Existe-t-il encore un cinéma syrien ? Même si, çà et là, des films syriens sortent sur les écrans – quelques longs métrages de fiction, toujours en coproduction – ou sont présentés dans des festivals, la question se pose dans un pays qui a été en proie à une terrible guerre menée par le régime dictatorial de Bachar Al-Assad contre son peuple à la suite du soulèvement pacifique de 2011. Le festival international du cinéma méditerranéen, ou Cinemed, a décidé de répondre à cette question lors de sa quarante-septième édition, qui s’ouvre le 17 octobre.

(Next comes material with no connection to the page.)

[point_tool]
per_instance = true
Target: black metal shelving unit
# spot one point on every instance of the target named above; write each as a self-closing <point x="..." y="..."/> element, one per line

Chaque année, à côté de nombreuses programmations, le festival braque ses projecteurs sur la cinématographie d’un pays. Après avoir consacré en 2024 un focus sur le Maroc et ses jeunes cinéastes aux prises avec le pouvoir (une bonne intuition au vu des événements actuels), le Cinemed se tourne cette année vers les cinéastes syriens.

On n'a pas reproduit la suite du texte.